Spring 2020 ECE 264 :: Purdue University

⚠ This is a PAST SEMESTER (Spring 2020).
Due 4/2

Huffman 1: priority queue

This homework is the first in a 3-part series about data compression using Huffman coding. For this first step, you will use linked lists to implement a priority queue data structure and a stack data structure. Those are just linked lists with some rules about how elements are added and removed.

Learning goals

You should learn or practice how to:

1. Create and manipulate linked lists.
2. Avoid memory faults associated with linked lists.
3. Use function addresses to make your data structures work with any type of values.

Getting Started

Get the starter code

Start by getting the files. Type 264get hw11 and then cd hw11 from bash. This will give you huffman.h (header file) and huffman.c skeleton implementation file.

We have also added in a demostration file, demo_huffman.c, which simply illustrates how the pieces fit together. Do not copy that code. However, you may test in your account, if you wish. (demo_huffman.c was added to the starter files the morning of Mon 3/30/2020.)

Copy in your Makefile, miniunit.h, and clog.h from a previous homework.

cp ../▒▒▒/{Makefile,miniunit.h,clog.h} .
⚠ Don't forget the period at the end of that command.

The variables at the top of your file should contain the following:
 ASG_NICKNAME HW11 SRC_C huffman.c SRC_H huffman.h miniunit.h clog.h TEST_C test_huffman.c EXECUTABLE huffman

Adjust your submit rule to ensure than whenever you run make submit, the following command is executed:

264submit hw11 huffman.c huffman.h test_huffman.c miniunit.h clog.h Makefile
… but your rule should use the variables wherever possible (i.e., 264submit $(ASG_NICKNAME)$(SRC_C) $(SRC_H)$(TEST_C) Makefile))

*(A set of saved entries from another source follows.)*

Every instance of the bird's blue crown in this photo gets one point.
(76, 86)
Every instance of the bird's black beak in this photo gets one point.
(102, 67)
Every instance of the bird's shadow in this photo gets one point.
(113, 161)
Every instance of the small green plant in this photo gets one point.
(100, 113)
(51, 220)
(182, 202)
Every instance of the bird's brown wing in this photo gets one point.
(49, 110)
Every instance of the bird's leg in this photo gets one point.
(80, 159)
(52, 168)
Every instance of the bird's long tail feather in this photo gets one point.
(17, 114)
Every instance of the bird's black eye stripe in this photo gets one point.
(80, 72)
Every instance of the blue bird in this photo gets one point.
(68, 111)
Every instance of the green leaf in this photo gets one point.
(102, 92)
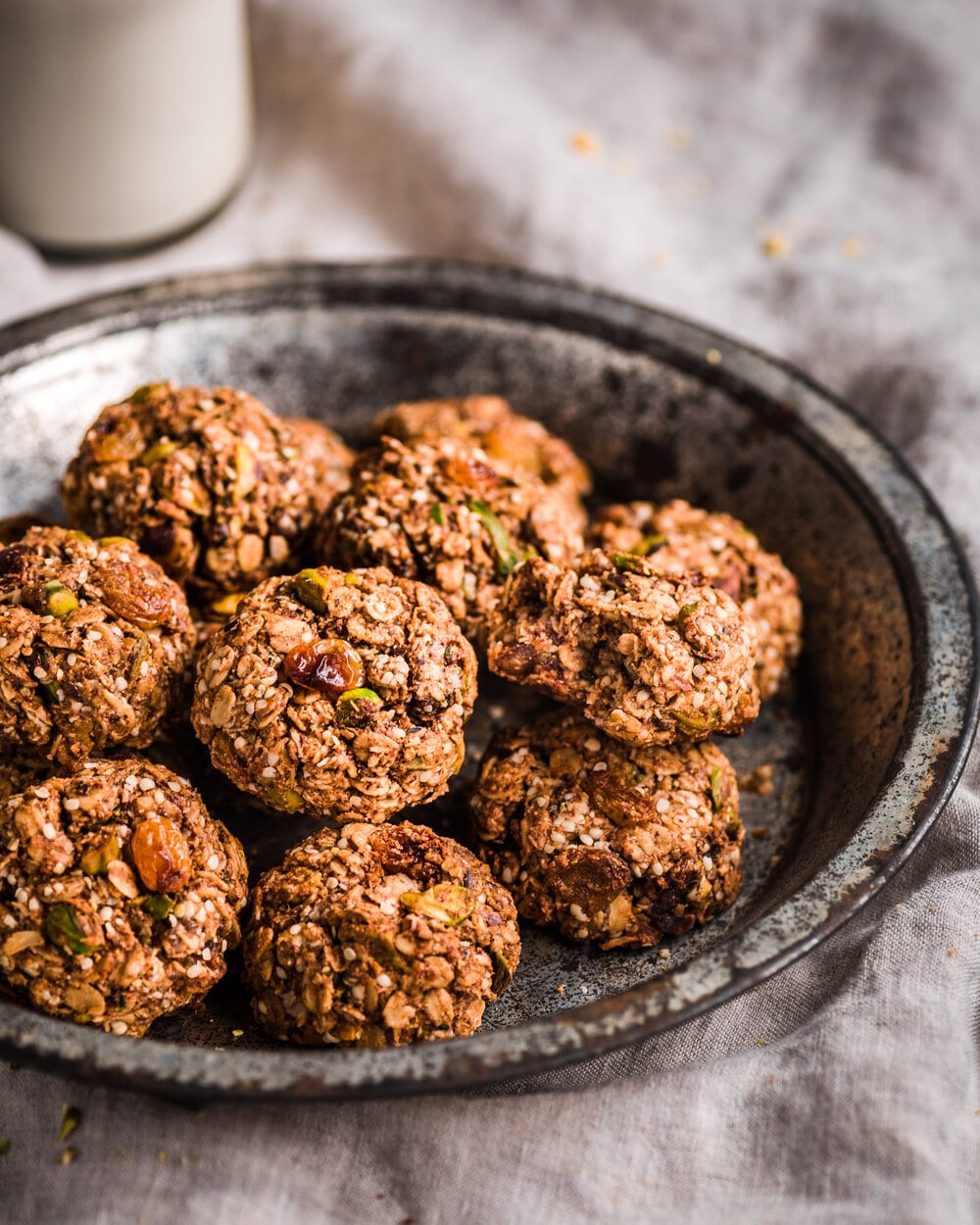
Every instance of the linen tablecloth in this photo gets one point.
(804, 175)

Double-check your \$(EXECUTABLE) rule. Running make or make huffman rule should result in the following command (but using your variables wherever possible):

gcc -o huffman -g -std=c11 -Wall -Wshadow -Wvla -Werror -pedantic huffman.c test_huffman.c

Overview

In this exercise, you will use a linked list to implement a priority queue or a stack.

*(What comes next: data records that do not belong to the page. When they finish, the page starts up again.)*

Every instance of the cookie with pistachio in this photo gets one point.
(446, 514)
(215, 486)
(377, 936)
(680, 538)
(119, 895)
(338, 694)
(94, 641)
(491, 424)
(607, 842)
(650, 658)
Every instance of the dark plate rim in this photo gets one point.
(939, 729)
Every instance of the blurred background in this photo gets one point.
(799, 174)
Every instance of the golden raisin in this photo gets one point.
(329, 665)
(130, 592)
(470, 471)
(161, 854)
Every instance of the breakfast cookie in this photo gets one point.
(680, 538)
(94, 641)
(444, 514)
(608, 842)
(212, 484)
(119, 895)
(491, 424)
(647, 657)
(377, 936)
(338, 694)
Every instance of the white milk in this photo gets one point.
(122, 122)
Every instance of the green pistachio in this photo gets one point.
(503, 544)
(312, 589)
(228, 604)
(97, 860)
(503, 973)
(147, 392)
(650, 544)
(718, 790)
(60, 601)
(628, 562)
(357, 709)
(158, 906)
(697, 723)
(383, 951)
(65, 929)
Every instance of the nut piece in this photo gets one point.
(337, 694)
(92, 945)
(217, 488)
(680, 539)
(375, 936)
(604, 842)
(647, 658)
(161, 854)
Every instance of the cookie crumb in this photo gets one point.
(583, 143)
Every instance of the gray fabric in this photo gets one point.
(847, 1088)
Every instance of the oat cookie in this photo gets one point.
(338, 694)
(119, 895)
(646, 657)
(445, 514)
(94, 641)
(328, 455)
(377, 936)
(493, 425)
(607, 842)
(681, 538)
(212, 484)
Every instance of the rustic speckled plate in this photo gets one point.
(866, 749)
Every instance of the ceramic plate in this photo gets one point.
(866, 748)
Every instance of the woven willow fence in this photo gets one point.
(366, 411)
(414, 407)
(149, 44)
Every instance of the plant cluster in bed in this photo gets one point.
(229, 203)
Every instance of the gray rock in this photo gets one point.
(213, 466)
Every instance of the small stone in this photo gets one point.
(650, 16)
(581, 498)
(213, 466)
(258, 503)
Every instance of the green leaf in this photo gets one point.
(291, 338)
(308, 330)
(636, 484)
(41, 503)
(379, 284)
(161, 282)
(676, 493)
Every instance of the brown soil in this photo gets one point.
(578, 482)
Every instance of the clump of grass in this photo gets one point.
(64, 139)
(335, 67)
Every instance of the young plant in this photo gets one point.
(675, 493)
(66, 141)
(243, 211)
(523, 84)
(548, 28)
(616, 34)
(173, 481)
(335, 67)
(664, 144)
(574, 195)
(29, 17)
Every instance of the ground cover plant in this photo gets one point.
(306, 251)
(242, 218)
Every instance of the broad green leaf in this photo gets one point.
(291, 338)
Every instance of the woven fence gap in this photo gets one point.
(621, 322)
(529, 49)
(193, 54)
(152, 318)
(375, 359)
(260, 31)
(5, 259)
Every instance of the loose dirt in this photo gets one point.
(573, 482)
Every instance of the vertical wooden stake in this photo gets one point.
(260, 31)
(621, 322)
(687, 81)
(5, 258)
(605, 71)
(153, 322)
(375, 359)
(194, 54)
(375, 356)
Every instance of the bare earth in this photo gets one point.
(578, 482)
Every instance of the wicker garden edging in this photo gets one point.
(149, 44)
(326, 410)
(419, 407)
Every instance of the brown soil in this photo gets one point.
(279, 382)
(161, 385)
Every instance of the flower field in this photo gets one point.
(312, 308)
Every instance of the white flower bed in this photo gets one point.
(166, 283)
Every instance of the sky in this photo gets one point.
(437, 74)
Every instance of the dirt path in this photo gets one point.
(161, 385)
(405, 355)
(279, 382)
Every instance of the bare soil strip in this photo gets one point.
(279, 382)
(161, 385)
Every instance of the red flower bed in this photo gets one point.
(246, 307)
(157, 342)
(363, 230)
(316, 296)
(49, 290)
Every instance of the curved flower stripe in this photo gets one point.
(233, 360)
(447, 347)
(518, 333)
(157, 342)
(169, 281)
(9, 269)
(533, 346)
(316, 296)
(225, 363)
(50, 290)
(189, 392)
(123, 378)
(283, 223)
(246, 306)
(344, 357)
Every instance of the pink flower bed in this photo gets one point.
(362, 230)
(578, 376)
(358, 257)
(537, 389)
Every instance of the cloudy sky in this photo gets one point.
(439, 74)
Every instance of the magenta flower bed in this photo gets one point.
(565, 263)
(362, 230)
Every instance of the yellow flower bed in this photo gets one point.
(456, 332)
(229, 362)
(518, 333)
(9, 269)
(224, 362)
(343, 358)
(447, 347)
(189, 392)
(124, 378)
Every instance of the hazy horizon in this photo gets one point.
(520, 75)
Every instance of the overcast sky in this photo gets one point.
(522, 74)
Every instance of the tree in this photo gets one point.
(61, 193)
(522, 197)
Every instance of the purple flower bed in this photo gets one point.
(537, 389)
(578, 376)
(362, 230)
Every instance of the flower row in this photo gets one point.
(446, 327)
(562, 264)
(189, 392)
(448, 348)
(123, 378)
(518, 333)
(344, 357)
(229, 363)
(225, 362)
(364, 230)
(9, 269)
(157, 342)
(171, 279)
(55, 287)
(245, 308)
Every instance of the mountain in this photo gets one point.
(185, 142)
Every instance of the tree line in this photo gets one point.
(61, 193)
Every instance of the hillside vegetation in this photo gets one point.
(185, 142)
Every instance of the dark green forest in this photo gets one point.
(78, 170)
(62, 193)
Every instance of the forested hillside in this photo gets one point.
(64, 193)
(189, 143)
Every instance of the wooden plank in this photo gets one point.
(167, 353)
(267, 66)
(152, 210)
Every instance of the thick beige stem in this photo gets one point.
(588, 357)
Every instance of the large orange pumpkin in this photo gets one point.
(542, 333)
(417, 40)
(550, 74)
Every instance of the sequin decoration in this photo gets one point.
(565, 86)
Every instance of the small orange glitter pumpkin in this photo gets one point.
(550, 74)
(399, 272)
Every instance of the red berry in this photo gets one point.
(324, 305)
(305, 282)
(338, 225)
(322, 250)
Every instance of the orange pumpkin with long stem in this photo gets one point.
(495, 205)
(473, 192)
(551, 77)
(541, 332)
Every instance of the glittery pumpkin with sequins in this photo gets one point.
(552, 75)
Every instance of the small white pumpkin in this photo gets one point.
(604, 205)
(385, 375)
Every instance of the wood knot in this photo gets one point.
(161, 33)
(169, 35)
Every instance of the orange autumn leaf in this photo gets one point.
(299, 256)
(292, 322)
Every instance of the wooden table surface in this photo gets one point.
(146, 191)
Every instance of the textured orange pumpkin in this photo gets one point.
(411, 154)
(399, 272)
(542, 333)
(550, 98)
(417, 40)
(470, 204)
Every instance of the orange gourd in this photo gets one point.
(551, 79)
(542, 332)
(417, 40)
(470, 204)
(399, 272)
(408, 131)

A priority queue is implemented as a linked list where the objects stored in the list are actually ordered. For example, if we want to store a linked list of numbers 5, 10, 4, 3, 1, and the linked list is used to implement a priority queue, the linked list should appear as follows:

1→3→4→5→10→NULL


Here, we assume that "→" is the "pointer." We also assume that a smaller number has a higher priority, and it is therefore listed first. If we now want to get number 7 to join the priority queue, we should have the list updated to:

1→3→4→5→7→10→NULL


We call this the enqueue operation. To remove an item from a priority queue, we always remove the item with the highest priority. This is call the dequeue operation. In this case, a dequeue operation will remove 1 from the list:

3→4→5→7→10→NULL


When a stack is implemented as a linked list, the object that is pushed onto the stack always appears as the first item on the list. Therefore, if we push the list of numbers 5, 10, 4, 3, 1 onto a stack successively, we have the following linked list:

1→3→4→10→5→NULL


If we pop from the stack, we have

3→4→10→5→NULL

If we now push 7 onto the stack, we have
7→3→4→10→5→NULL

In both priority queue and stack, we always remove an item from the beginning of the list because that is the most convenient place to remove an item from a list.

You will also write a function to destroy a linked list and free all memory associated with it.

Generic data types

In previous assignments with linked lists, you always specified the type of data that would be stored. In this homework, the Node will contain a void* (memory address to any type). This allows you to use the same code for linked lists of any type.

This is simlar to the way that qsort(…) allows you to sort arrays of any type.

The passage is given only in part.